Richard Ryder wrote:
“In as much as both “race” and “species” are vague terms used in the classification of living creatures according, largely, to physical appearance, an analogy can be made between them. Discrimination on grounds of race, although most universally condoned two centuries ago, is now widely condemned. Similarly, it may come to pass that enlightened minds may one day abhor “speciesism” as much as they now detest “racism.” The illogicality in both forms of prejudice is of an identical sort. If it is accepted as morally wrong to deliberately inflict suffering upon innocent human creatures, then it is only logical to also regard it as wrong to inflict suffering on innocent individuals of other species. … The time has come to act upon this logic.”
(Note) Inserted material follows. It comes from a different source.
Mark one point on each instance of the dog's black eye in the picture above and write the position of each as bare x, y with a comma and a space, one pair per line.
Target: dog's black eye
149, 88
But this extends to differences between nonhuman animal species too – hence, when we demonstrate concern for dogs but not cows that too is speciesism. The way we talk about animals that do not fall into our moral sphere – as “it”; as generic categories, e.g., “cattle” – serves to underscore this. Discussed as commodities, and in economic terms, they become “things” not individuals with needs, wants, histories, and lives. And this allows us to kill, maim, execute, and eat them at will[ii].
Recognising speciesism when it rears its head is important in combating it. But we also need to be careful to avoid simplistic ‘us’ versus ‘them’ categorisations lest we inadvertently underscore the very workings of speciesism. Talking about ‘Australian’ versus ‘overseas’ slaughter practices is a case in point. The issue here is not who is doing the unspeakably vile things to other sentient creatures, but that we all are complicit in it – by ignoring it, by focussing on ‘exceptional’ tales of overseas cruelty, by eating meat and other animal products. Focussing on one side of this allows the other to be valorised at worst, and ignored, at best.
[ii] This extends beyond the issue of slaughter and also explains how it is we condone – albeit often implicitly – other forms of cruelty to animals.